The annual labour of every nation is the fund which originally supplies it with all the necessaries and conveniencies of life which it annually consumes, and which consist always either in the immediate produce of that labour, or in what is purchased with that produce from other nations.
According, therefore, as this produce, or what is purchased with it, bears a greater or smaller proportion ti the number of those who are to consume it, the nation will be better or worse supplied with all the necessaries and conveniencies for which it has occasion.
But this proportion must in every nation be regulated by two different circumstances: first, by the skill, dexterity, and judgment with which its labour is generally applied; and, secondly, by the proportion between the number of those who are employed in useful labour, and that of those who are not so employed. Whatever be the soil, climate, or extent of territory of any particular nation, the abundance or scantiness of its annual supply must, in that particular situation, depend upon those two circumstances.

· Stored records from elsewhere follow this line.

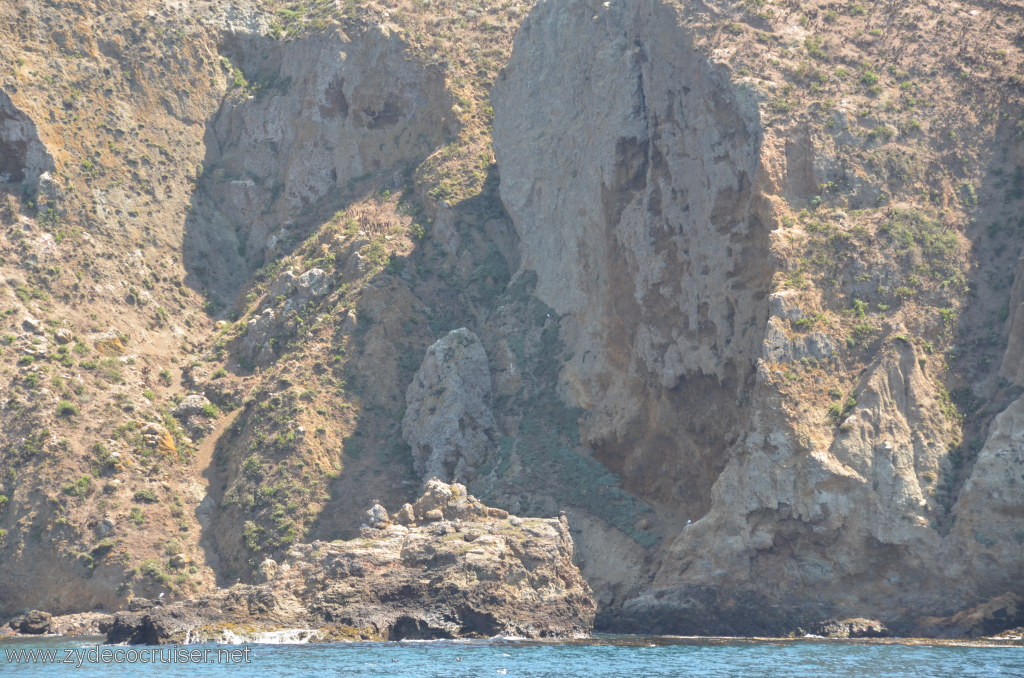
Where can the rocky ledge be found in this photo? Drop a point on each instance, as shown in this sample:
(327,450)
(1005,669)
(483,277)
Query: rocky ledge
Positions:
(446,566)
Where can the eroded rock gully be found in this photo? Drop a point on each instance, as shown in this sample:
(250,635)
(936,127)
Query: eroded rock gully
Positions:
(306,120)
(634,174)
(632,372)
(629,171)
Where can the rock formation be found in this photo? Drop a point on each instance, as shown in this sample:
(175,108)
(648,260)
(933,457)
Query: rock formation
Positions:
(737,287)
(449,423)
(451,567)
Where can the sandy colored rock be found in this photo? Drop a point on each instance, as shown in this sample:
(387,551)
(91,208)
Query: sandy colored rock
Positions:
(396,583)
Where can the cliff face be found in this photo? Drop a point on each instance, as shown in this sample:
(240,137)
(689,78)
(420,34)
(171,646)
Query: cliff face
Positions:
(642,186)
(629,172)
(738,289)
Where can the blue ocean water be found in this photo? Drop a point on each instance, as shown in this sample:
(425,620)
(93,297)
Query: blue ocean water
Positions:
(599,658)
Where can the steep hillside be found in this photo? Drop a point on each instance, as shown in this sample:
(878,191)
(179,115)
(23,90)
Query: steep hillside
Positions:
(735,286)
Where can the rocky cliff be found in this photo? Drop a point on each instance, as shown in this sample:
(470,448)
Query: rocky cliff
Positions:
(445,567)
(735,286)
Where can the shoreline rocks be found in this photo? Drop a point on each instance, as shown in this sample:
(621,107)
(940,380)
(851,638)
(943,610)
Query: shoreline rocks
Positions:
(457,569)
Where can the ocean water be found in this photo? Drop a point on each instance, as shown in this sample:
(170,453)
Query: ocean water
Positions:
(599,658)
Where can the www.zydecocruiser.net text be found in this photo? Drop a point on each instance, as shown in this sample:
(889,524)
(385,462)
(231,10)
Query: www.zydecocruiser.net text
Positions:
(79,657)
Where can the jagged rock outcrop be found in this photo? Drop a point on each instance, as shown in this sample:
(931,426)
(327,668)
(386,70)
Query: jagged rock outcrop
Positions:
(24,158)
(635,175)
(315,115)
(628,164)
(448,421)
(458,569)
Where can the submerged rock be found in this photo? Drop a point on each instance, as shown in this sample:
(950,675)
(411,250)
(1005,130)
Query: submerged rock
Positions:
(455,569)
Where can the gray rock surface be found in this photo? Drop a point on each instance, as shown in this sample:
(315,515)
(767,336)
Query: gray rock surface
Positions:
(448,421)
(467,574)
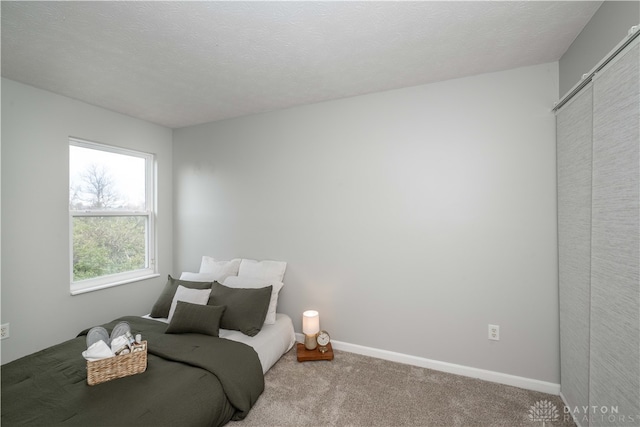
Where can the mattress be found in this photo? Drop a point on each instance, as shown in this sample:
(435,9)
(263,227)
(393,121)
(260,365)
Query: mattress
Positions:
(270,343)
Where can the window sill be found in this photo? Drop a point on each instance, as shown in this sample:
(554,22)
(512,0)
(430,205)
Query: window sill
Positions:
(97,287)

Adam Smith – opening paragraphs – An Inquiry Into the Nature and Causes of the Wealth of Nations
It should be obvious. People make businesses. People drive the wealth of nations – employed people of skill, dexterity, and judgment. People also make start-ups. Our great CEOs hire and retain great people. Our biggest concern is where the talent for growth will come from. A 9% unemployment rate does not mask the fact that great developers, marketers, and sales people are hard to find – within our borders.
We need to invest in people. The impact will not be felt tomorrow because, as with any investment, returns compound. Nevertheless, the investment needs to be made. Investment drives wealth – of individuals and ultimately of a nation.